When her mother died, Tarikuwa says her widowed father struggled financially to care for her and her siblings. It made him vulnerable to brokers who profit when they provide children to adoption agencies.

"It brought in the adoption recruits for people who are friends with my father to come into our homes and tell him that this is a great opportunity to send your children to America to get a great education," she said.

Tarikuwa's father agreed to send her and two of her sisters to America.

What none of them understood was he had given them up for adoption. They were adopted by a family in Virginia who thought they were saving orphaned children.

"They didn't have a word to explain what adoption was, so the translator had to explain it to us, as, we're going to stay here, this is our new family,'" she said. "And I was horrified."

Tarikuwa was 13 when she came to America - old enough to understand she had been betrayed by an adoption system that can be corrupt, especially in poor countries like Ethiopia.

Adoption advocates say fault lies with unscrupulous brokers and agencies that often look the other way.

"Adoption is relatively poorly regulated, so, in effect, you can't sue them because they aren't breaking
the law," said Maureen Flatley.

Flatley has been an adoption advocate for more than 20 years. She says while stories like this represent a small number of adoptions, it is a growing problem.

"It's growing in part because we have been less discriminating about which countries we do business with," she said.

Confused and angry, Tarikuwa rejected her adoptive parents and their attempts to create a new family.

"They wanted a happy story of adoption, a fairy tale where they took us outside and put us in matching clothes and took family pictures," she said.

While her younger sisters finally acclimated, Tarikuwa did not.
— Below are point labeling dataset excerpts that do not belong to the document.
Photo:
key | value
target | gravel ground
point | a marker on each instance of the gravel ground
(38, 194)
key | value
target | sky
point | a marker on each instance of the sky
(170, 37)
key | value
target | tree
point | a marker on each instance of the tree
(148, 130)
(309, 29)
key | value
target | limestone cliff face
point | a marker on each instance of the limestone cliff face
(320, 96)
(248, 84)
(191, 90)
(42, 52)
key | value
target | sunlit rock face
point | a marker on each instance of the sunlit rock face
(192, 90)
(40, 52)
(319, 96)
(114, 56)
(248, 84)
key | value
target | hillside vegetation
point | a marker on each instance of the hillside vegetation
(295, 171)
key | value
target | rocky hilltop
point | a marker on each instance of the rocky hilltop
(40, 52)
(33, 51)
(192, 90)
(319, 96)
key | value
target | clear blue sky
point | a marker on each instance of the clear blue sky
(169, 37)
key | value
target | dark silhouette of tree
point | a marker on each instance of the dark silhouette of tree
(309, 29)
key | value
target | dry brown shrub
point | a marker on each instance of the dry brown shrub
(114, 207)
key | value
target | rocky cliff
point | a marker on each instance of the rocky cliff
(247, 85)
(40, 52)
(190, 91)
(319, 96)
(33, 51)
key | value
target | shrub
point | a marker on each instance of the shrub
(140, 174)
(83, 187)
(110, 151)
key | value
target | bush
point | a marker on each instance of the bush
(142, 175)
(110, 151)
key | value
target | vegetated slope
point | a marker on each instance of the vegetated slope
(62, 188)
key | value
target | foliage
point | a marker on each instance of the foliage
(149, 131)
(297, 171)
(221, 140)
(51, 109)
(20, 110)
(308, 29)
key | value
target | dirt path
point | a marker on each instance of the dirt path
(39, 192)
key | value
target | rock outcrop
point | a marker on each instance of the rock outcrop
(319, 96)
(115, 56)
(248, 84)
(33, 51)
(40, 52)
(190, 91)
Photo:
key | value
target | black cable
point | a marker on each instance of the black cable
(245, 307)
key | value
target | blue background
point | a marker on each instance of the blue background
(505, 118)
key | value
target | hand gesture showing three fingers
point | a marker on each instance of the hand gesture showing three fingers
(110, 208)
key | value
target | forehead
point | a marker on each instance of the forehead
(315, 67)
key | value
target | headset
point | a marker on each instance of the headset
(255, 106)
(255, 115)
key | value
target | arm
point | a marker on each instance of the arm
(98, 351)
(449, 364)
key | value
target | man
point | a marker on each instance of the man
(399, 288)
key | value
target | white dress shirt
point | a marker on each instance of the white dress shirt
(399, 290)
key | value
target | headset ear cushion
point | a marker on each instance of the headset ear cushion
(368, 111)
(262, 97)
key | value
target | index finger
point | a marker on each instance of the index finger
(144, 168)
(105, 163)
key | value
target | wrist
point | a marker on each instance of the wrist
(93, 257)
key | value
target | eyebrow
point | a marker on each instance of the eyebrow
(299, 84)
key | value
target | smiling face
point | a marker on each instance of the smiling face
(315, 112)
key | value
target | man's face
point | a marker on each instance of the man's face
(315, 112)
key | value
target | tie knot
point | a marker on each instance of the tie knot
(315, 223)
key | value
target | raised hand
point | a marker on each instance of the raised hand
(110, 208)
After eight months of struggling, her adoptive parents sent her to Iowa to visit her adoptive grandmother.

Two weeks later, they told her not to come back.

"That was another betrayal, I would say," Tarikuwa cried. "Because I was separated from my family and they separated me from my sisters."

In the adoption world, it is called "re-homing," or "adoption disruption" - giving an adopted child to someone else. A recent investigation by Reuters and NBC shed light on what has largely been an underground practice.

In some cases, children are offered up on the Internet to complete strangers.

"I would say placing a pet out of your home is more highly regulated than this re-homing system is," said Flatley. "There has to be a safe, organized, orderly way that these children can be moved from one place to another without putting them at risk for being adopted by a predator. That is common in the re-homing system."

Tarikuwa spent five years with her adoptive grandmother. Life was better, but she was never really happy. In her senior year of high school, she left and went out on her own.

"I was terrified. I was trying to do what anyone can in that situation."

Eventually, she landed in Maine. She now lives with a family she chose.

Her dream is to be a children's rights advocate in Ethiopia.

"Though there are adoptive families, adoptive parents, especially, they're now accepting the fact that adoptees - we're telling our story."